È un referendum partito un pò in sordina ma che alla fine ha ottenuto le firme necessarie, 500 mila, affinché possa essere svolto. È molto importante che si sia potuto finalmente firmare anche on line disponendo dello Spid, perché questa possibilità facilita molto l’esercizio di una prerogativa democratica.
Si può pensare che il profilo basso mantenuto in materia di referendum, sia dovuto alla difficoltà che hanno anche le forze politiche ad esporsi su un tema che si ha paura non sia utile a guadagnare consenso e questo mi sembra veramente un errore perché facilitare l’accesso alla cittadinanza significa facilitare l’accesso a diritti e doveri e quindi rendere più sicura la vita di tutti.
Mantenere le persone in situazioni grigie in merito al loro status significa, in realtà, favorire chi ha interesse ad esercitare ricatti, a approfittare e a sfruttare.

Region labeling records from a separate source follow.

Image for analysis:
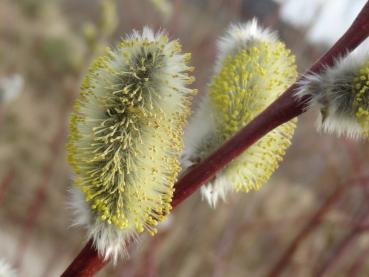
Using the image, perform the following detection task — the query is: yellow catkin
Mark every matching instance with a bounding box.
[209,41,297,192]
[68,29,194,234]
[352,62,369,137]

Questo ragionamento vale anche per i processi migratori in arrivo. La realtà ci dice che ci sono flussi necessari a coprire esigenze lavorative e invecchiamento demografico. Regolare l’accesso per ragioni di lavoro renderebbe i flussi trasparenti e controllati e le persone non ricattabili.
Naturalmente avere più giustizia sociale e meno guerre e disastri climatici nel Mondo aiuterebbe non poco a poter scegliere e a non essere costretti. Sono numerose le persone adulte nate in altri Paesi che vivono accanto a noi che debbono veder riconosciuto i loro diritti a partecipare alla pari alla vita politica, economica, culturale e sociale nel nostro Paese: tanti assistono nostri famigliari o si prendono cura dei nostri bambini, lavorano in agricoltura, in fabbrica, negli ospedali o nei ristoranti oppure gestiscono piccoli commerci che sono utili alla vita quotidiana della città. Molti hanno un titolo di studio ma non possono accedere ad alcun concorso o avere un contratto regolare.
Dimezzare gli anni di attesa per presentare domanda è un aiuto di grande rilievo.
Significherebbe tornare alla legislazione del 1992 ed equiparare l’Italia ad altri Paesi europei. Questo dimezzamento porterebbe di conseguenza tanti minori figli di genitori con cittadinanza acquisita ad essere riconosciuti finalmente cittadini italiani e poter programmare una vita fatta appunto di diritti e di doveri.
Il referendum è stato promosso da un nucleo importante di associazioni alle quali se ne sono aggiunte via via tante altre. Le associazioni come la nostra, che abitano luoghi educativi e le scuole, sanno da tanto tempo quanto ci siano costati i fallimenti dei tentativi di approvare una legge per lo ius soli, alla quale non rinunciamo. Anzi ritengo che questo referendum sia stato un’occasione per tornare a premere e a rivendicare una riforma radicale di tutta la materia.
Ho diffidato della proposta miseramente naufragata dello ius scholae perché palesemente politicista e confusa. E perché mischiava inopinatamente il diritto allo studio garantito a tutte e tutti, con quello di essere cittadini con pieni diritti. Imparare la lingua e completare gli studi è un impegno della scuola pubblica che coinvolge tutti i ragazzi e le ragazze a formarsi.
Non può esserci una cittadinanza per merito ma, in quanto condizione basica di esistenza, deve essere legata a dove l’esistenza si svolge. Ecco il requisito del tempo, e 5 anni non sono pochi.
Nelle scuole convivono da anni bambini italiani e bambini con background migratorio e l’ambiente educativo si è arricchito di diversi saperi e culture. Ma i diritti non sono eguali. E questo fa male ai bambini, tutti, ed alla scuola.
Le sperimentazioni per far lievitare la coesione e lo scambio sono ormai numerosissime in tutto il Paese.
Il plurilinguismo è una realtà meravigliosa nelle classi: si studia, si gioca, si legge insieme nonostante la Repubblica, anziché rimuovere gli ostacoli al diritto allo studio, impieghi risorse crescenti per l’acquisto di armi piuttosto che alla valorizzazione della scuola.
Sono anni che animiamo lotte per ottenere il riconoscimento del diritto alla cittadinanza ma non ci fermiamo rassegnati. Consapevoli dell’importanza di una rivoluzione della normativa, agiamo quotidianamente per una rivoluzione didattica e pedagogica, favorendo la crescita di luoghi di agio e di democrazia.
E oggi ci mettiamo anche una firma”.